Sta nei fatti che la Finocchiato fece flop e Rita non riuscì per appena 700 voti (e malgrado un ricordo che fece tremare il Palazzo) a conquistare un posto all’Ars per la sua lista. Il riscatto alle Euopee del 2009, con un boom da  229 mila voti, un bottino secondo solo a quello di Berlusconi nella circoscrizione. Anche negli anni grigi di Bruxelles, Rita Borsellino sapeva che un’offerta – la stessa declinata dieci anni prima – sarebbe arrivata: la proposta a candidarsi alla guida della sua città, Palermo. E fu, per lei, “la prova più difficile”. Amara, controversa. La coalizione – guarda caso – si spaccò di nuovo. Un pezzo del Pd decise di sostenere Fabrizio Ferrandelli, lei si giocò le primarie con l’appoggio di Leoluca Orlando che inventò uno slogan (“Votate Borsorlando”) e uno spot sul campo (i giri elettorali in autobus) ma non riuscì a farla vincere. E, in un clima di accuse per presunti brogli, l’attuale sindaco decise di candidarsi lui, in prima persona, al posto di Rita. Facendo infuriare la coalizione. Un passaggio politico che Rita Borsellino e i suoi uomini (fra cui, oltre Foti, l’ex assessore di Orlando Giovanni Ferro) presero molto male. Di certo, le tribolate elezioni comunali del 2012 hanno segnato la fine dell’esperienza politica di Rita Borsellino. Che da quel momento è tornata nelle scuole, lontana da una politica che l’aveva delusa: ha osservato, in silenzio, le evoluzioni del governo Crocetta (di cui ha fatto parte la nipote Lucia, poi uscita non senza rumore) e l’appannamento del movimento antimafia travolto da scandali e polemiche: “Sono sconcertata. Dobbiamo ammetterlo, è più onesto: c’è una parte della società che ha fatto della legalità una convenienza e io con questa antimafia delle apparenze non voglio avere nulla a che fare”, disse nel 2015, in una delle rare dichiarazioni rilasciate sul tema, dopo l’avvio dell’inchiesta su Montante e l’arresto di Helg.

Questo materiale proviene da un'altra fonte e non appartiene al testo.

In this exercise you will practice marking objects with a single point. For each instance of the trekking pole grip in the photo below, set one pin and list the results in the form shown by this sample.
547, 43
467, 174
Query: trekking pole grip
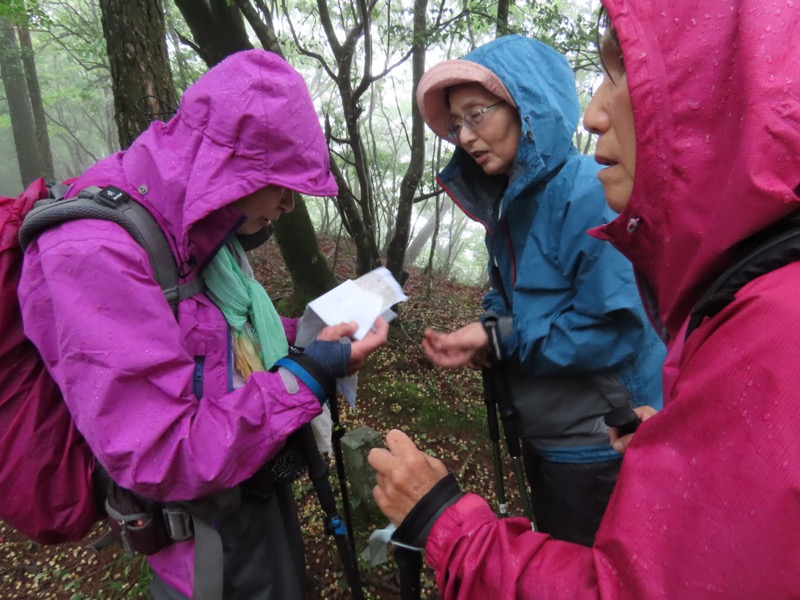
624, 419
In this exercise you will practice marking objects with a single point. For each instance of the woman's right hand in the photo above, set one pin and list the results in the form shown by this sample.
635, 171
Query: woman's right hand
465, 346
359, 349
620, 444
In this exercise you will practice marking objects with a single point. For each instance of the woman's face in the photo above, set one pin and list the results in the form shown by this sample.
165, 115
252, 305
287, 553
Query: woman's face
493, 143
264, 206
610, 116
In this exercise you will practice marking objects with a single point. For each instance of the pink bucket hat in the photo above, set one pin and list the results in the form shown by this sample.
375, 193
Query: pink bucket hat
431, 92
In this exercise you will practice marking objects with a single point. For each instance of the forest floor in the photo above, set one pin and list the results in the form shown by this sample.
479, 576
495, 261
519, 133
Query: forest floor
442, 411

Gli ultimi anni, quelli della malattia, sono stati pure quelli in cui più cupa e dolorosa si è fatta la ricostruzione dello scenario nel quale morì Paolo Borsellino. E lei, Rita, non ha perso la voce, nelle manifestazioni pubbliche, per chiedere “non una verità, ma la verità”. Per stringersi attorno ai figli di Paolo. Attorno a Fiammetta, ultima portavoce dello sgomento di una famiglia che denuncia quel quarto di secolo “trascorso fra schifezze e menzogne”. “Le parole di Fiammetta? Sono Vangelo”, il commento di Rita che è morta ma è vissuta due volte, nell’impegno civile e in un centrosinistra che ne è rimasto irrimediabilmente debitore.